A Des Moines Register poll, a crucial final indicator of voter preference, said Romney was leading, with 24 percent of likely voters. US Representative Ron Paul of Texas was second with 22 percent. The newspaper poll’s results released last night were consistent with earlier polls by CNN/Time and NBC, which ranked Romney as a slight favorite over Paul, although the margins were statistically insignificant.
The Register poll revealed that former Pennsylvania senator Rick Santorum had risen into third place, with a small lead over Newt Gingrich and Texas Governor Rick Perry.
Romney’s forces in Iowa continued to dampen expectations even as the candidate revved up his campaign in Sioux Falls last night for his final two-day push. But a clear sense of momentum has taken hold here. Instead of posing a problem that needs to be explained away, Iowa may give Romney a first-in-the-nation caucus gift.

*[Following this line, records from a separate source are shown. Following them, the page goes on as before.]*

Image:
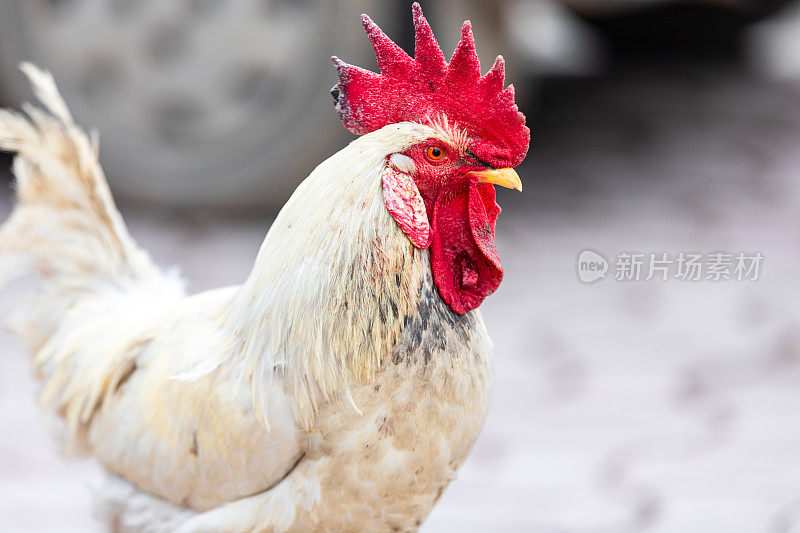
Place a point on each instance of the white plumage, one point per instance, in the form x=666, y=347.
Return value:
x=332, y=391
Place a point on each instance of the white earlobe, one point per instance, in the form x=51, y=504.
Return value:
x=403, y=163
x=402, y=199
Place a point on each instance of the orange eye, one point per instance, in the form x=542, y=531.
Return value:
x=434, y=153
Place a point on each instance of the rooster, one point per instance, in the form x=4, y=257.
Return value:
x=341, y=386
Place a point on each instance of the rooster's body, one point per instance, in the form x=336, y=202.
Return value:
x=335, y=390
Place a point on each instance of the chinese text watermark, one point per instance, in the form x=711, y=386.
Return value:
x=662, y=266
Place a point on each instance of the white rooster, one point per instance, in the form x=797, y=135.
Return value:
x=344, y=382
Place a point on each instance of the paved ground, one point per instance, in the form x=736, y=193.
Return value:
x=655, y=406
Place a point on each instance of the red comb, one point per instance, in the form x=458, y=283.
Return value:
x=425, y=87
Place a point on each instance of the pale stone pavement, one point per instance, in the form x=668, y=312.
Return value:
x=668, y=407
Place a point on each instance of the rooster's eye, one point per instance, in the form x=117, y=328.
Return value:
x=435, y=153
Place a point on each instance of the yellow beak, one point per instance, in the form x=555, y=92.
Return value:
x=505, y=177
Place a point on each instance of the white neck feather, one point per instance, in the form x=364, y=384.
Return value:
x=333, y=280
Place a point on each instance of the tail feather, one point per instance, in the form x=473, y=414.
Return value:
x=65, y=221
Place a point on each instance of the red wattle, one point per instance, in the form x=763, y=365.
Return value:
x=464, y=260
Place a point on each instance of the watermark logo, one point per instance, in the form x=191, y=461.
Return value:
x=662, y=266
x=591, y=266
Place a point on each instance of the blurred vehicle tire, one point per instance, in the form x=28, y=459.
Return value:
x=199, y=103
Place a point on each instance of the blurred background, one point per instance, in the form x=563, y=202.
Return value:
x=658, y=126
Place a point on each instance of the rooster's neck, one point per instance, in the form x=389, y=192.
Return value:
x=335, y=281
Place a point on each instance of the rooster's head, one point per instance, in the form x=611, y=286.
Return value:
x=441, y=191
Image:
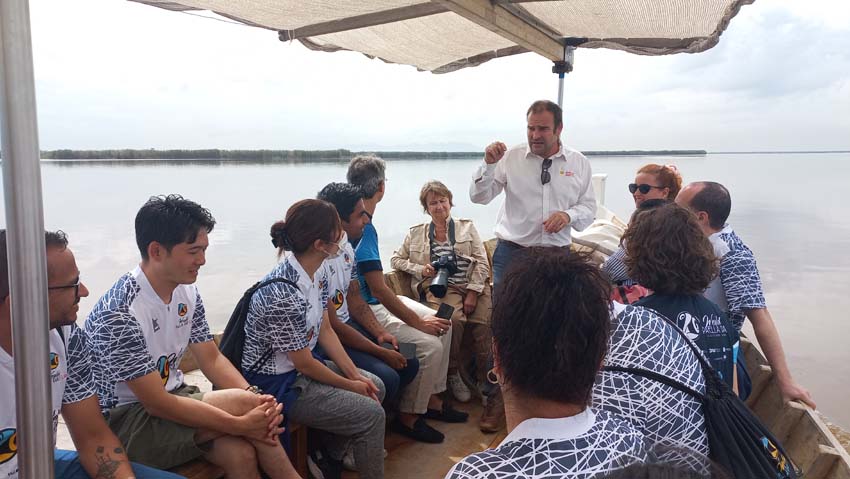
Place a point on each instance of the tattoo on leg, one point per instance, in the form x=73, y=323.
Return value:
x=106, y=466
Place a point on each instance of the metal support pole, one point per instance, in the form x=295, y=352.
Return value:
x=561, y=90
x=25, y=243
x=562, y=68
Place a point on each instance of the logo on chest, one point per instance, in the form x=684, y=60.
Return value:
x=182, y=315
x=54, y=367
x=165, y=364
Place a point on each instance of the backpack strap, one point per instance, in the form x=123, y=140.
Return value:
x=263, y=359
x=712, y=380
x=658, y=378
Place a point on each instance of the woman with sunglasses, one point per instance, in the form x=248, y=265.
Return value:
x=286, y=320
x=657, y=184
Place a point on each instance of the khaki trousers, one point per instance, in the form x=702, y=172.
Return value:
x=470, y=334
x=432, y=352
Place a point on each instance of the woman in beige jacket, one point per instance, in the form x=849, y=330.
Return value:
x=468, y=289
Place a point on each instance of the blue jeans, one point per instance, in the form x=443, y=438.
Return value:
x=394, y=380
x=66, y=465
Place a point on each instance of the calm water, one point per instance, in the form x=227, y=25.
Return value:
x=789, y=208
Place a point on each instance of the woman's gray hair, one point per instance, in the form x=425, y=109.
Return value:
x=367, y=172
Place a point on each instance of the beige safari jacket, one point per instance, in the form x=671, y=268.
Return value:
x=415, y=252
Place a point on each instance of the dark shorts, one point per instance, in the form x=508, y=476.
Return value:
x=154, y=441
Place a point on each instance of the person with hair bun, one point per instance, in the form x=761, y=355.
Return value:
x=286, y=320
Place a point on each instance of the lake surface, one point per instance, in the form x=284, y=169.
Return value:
x=789, y=208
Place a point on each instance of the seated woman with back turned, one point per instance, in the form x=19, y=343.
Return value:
x=285, y=322
x=468, y=289
x=551, y=321
x=668, y=253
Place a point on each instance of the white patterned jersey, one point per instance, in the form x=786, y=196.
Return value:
x=283, y=317
x=132, y=333
x=71, y=381
x=671, y=421
x=583, y=446
x=341, y=271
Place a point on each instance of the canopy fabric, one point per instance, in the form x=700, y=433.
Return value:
x=445, y=35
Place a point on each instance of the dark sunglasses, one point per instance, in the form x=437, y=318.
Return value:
x=643, y=187
x=76, y=287
x=545, y=177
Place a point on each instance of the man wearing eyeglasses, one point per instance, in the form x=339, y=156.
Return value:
x=99, y=453
x=547, y=188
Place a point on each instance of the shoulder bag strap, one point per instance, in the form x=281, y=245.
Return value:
x=658, y=378
x=261, y=361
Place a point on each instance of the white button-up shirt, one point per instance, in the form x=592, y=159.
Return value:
x=528, y=202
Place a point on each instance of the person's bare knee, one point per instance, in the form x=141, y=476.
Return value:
x=235, y=455
x=234, y=401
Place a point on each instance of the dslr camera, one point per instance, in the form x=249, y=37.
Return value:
x=445, y=265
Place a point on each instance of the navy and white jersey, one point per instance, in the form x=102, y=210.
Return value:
x=671, y=421
x=133, y=333
x=586, y=445
x=740, y=278
x=341, y=271
x=283, y=317
x=615, y=268
x=71, y=381
x=703, y=323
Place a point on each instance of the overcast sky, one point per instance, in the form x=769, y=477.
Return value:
x=116, y=74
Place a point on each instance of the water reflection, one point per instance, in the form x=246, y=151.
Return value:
x=790, y=209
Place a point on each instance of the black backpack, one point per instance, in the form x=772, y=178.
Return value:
x=232, y=343
x=737, y=439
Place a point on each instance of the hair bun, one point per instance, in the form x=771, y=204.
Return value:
x=279, y=237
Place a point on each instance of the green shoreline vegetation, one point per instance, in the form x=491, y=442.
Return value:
x=301, y=156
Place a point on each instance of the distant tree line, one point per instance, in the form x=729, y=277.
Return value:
x=299, y=156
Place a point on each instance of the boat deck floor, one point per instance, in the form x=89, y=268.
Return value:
x=408, y=458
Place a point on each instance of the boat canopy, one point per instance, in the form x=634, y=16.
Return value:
x=442, y=36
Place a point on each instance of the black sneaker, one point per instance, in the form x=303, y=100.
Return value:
x=447, y=414
x=420, y=431
x=323, y=466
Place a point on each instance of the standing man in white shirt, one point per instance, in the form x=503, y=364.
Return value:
x=547, y=188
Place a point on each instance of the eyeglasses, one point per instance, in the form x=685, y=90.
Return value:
x=545, y=177
x=76, y=287
x=643, y=187
x=342, y=240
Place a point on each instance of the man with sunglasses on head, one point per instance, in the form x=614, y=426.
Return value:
x=99, y=453
x=548, y=188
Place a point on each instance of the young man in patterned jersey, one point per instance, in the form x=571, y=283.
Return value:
x=738, y=289
x=141, y=328
x=99, y=453
x=362, y=338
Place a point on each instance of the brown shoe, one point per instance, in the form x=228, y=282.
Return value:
x=493, y=417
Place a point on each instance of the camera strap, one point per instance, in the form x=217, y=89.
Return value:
x=432, y=235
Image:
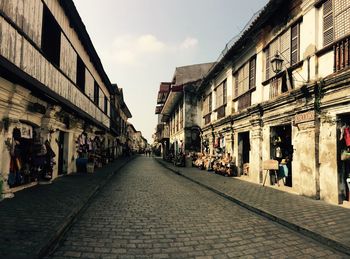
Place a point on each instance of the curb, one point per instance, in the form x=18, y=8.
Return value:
x=304, y=231
x=53, y=242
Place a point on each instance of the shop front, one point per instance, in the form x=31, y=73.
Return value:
x=281, y=149
x=31, y=156
x=243, y=157
x=343, y=157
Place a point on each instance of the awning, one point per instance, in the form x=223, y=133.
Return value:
x=173, y=98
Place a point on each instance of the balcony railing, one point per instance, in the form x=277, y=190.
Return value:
x=342, y=54
x=19, y=51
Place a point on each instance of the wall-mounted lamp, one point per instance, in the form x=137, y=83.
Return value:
x=276, y=63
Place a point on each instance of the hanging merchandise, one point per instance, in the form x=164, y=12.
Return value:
x=49, y=161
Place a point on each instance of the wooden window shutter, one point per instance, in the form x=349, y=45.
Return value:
x=236, y=84
x=224, y=94
x=341, y=18
x=267, y=63
x=252, y=73
x=210, y=102
x=328, y=30
x=295, y=44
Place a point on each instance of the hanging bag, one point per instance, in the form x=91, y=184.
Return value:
x=345, y=155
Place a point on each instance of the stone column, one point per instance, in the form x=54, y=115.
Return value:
x=255, y=164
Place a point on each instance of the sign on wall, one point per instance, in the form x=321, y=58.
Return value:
x=304, y=117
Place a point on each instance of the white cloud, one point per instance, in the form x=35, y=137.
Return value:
x=189, y=43
x=134, y=50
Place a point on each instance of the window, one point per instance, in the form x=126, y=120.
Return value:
x=105, y=105
x=267, y=63
x=278, y=86
x=327, y=23
x=336, y=20
x=287, y=46
x=252, y=73
x=80, y=74
x=295, y=44
x=181, y=116
x=245, y=78
x=207, y=105
x=96, y=94
x=221, y=95
x=244, y=101
x=207, y=119
x=210, y=102
x=51, y=37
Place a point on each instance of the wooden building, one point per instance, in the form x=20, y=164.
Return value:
x=53, y=91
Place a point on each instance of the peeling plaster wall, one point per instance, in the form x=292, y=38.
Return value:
x=304, y=164
x=328, y=162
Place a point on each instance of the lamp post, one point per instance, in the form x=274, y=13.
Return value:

“We’re in a position now to finish on an upswing,’’ said Romney’s senior campaign adviser in Iowa, David Kochel.
If Romney secures a surprise victory Tuesday and then captures the primary election Jan. 10 in New Hampshire, where he holds a comfortable lead in the polls, he would be launched on a strong trajectory toward the nominating convention in Tampa.
That would make him the first Republican who is not an incumbent president to capture both contests in the same year. It would mean that Republicans, despite the grassroots strength of Tea Party activists, will be closer to nominating a candidate with a moderate profile and the best shot, many political analysts believe, of defeating President Obama in the general election.
Even finishing second behind Paul, the latest non-Romney candidate to rise, would give Romney a considerable Iowa bounce. Paul holds libertarian views that many consider extreme, and he is seen by mainstream voters and party leaders as unelectable.